Schon von weitem erkennt man ihn an seinem schwarzen Turban über der weißen
Kutte. Mit seinen weißen Vollbart sieht er aus wie ein Weiser aus dem
Morgenland. Aziz spricht eine andere Sprache als das offizielle Pakistan.
Man merkt das sofort, wenn er über den Tod bin Ladens spricht. "Scheich
Osama bin Laden hat vor Jahren die Armee-Operation Rote Moschee verurteilt.
Ich bin ihm heute noch dankbar für seine Unterstützung", sagt Aziz.
Er macht damit sofort klar, auf welcher Seite er in diesen Tagen steht.
"Selbstmordattentate sind unter bestimmten Umständen erlaubt. Wenn nämlich
die Schreckenstaten des Gegners nicht anders gestoppt werden können",
bemerkt er. Dass er auch die Tötung bin Ladens als "Schreckenstat" ansieht,
steht außer Frage.
## Der junge Imam
Aziz' Standpunkt ist wohlbekannt. Der Iman steht seit Jahren im offenen
Konflikt mit der Regierung, obwohl seine Moschee mitten im
Regierungsviertel von Islamabad liegt. "Lal Masjid", die Rote Moschee, ist
ein kompakter Backsteinbau mit roten Mosaikfenstern, von außen eher
unscheinbar, aber doch das wichtigste religiöse Zentrum der Hauptstadt.
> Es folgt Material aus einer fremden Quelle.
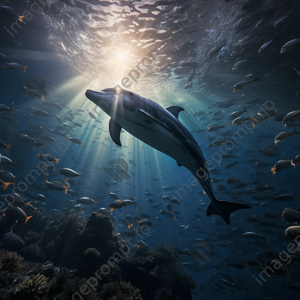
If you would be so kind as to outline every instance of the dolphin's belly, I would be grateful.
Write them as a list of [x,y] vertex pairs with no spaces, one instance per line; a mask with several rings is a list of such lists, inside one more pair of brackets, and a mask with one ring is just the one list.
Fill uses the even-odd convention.
[[172,133],[155,123],[137,118],[136,113],[129,113],[125,118],[117,117],[116,119],[128,132],[188,168],[191,158],[182,142],[177,140]]

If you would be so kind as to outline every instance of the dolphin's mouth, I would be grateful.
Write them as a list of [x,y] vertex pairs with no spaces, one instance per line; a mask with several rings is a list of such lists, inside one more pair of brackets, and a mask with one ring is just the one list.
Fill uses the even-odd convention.
[[86,93],[88,92],[90,92],[93,94],[97,95],[100,95],[101,96],[109,96],[110,95],[113,95],[115,94],[112,91],[111,89],[110,89],[109,90],[107,90],[108,89],[108,88],[105,88],[102,91],[100,91],[100,92],[93,91],[92,90],[87,90],[86,92]]

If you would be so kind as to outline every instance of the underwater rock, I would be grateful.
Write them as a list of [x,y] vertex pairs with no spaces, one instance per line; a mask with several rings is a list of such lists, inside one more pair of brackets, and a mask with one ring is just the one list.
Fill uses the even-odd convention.
[[[0,293],[4,296],[69,300],[80,292],[85,278],[106,265],[109,270],[99,272],[101,281],[85,300],[191,299],[190,290],[196,283],[181,267],[177,252],[171,247],[130,249],[113,233],[113,224],[101,211],[92,213],[87,222],[75,214],[43,218],[47,222],[38,230],[24,224],[16,228],[24,248],[16,252],[0,250]],[[11,224],[3,225],[5,232]]]
[[155,291],[153,300],[172,300],[172,293],[165,287],[160,287]]

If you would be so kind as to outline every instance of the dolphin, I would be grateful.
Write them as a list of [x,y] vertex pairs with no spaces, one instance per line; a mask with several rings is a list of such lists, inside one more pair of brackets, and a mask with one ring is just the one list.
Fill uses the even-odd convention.
[[232,212],[251,208],[215,197],[204,155],[193,135],[178,119],[179,113],[184,110],[182,107],[172,105],[164,108],[147,98],[117,87],[100,92],[88,90],[86,96],[110,117],[110,134],[116,145],[122,146],[120,134],[123,128],[189,170],[210,199],[208,217],[218,215],[229,225]]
Hier fand vor vier Jahren eine spektakuläre Konfrontation zwischen
Taliban-Extremisten, die sich in der Moschee versteckten, und
Regierungstruppen statt. Sie endete mit 154 Toten.
Aziz stand damals auf Seiten der Taliban und tut es heute noch. Geschadet
hat ihm diese Haltung nie. Das Gleiche gilt für seinen Neffen Maulana Amir
Siddique, der den Reporter durch die mit roten Teppichen ausgelegte Moschee
führt. Siddique zeigt auf kunstvolle Deckenmalereien. Er führt zum
Predigerstuhl, der seit 1965 von einem Mitglied seiner Familie besetzt
wird, aber auf dem schon so viele berühmte Imame aus aller Welt als Gäste
Platz genommen haben.
"Mein Großvater war der erste Iman dieser Moschee", sagt Siddique stolz.
Später lässt er sich vor einer großen Bücherwand in seinem Büro nieder. Er
trägt eine braune Predigerkappe und und einen schwarzen Vollbart.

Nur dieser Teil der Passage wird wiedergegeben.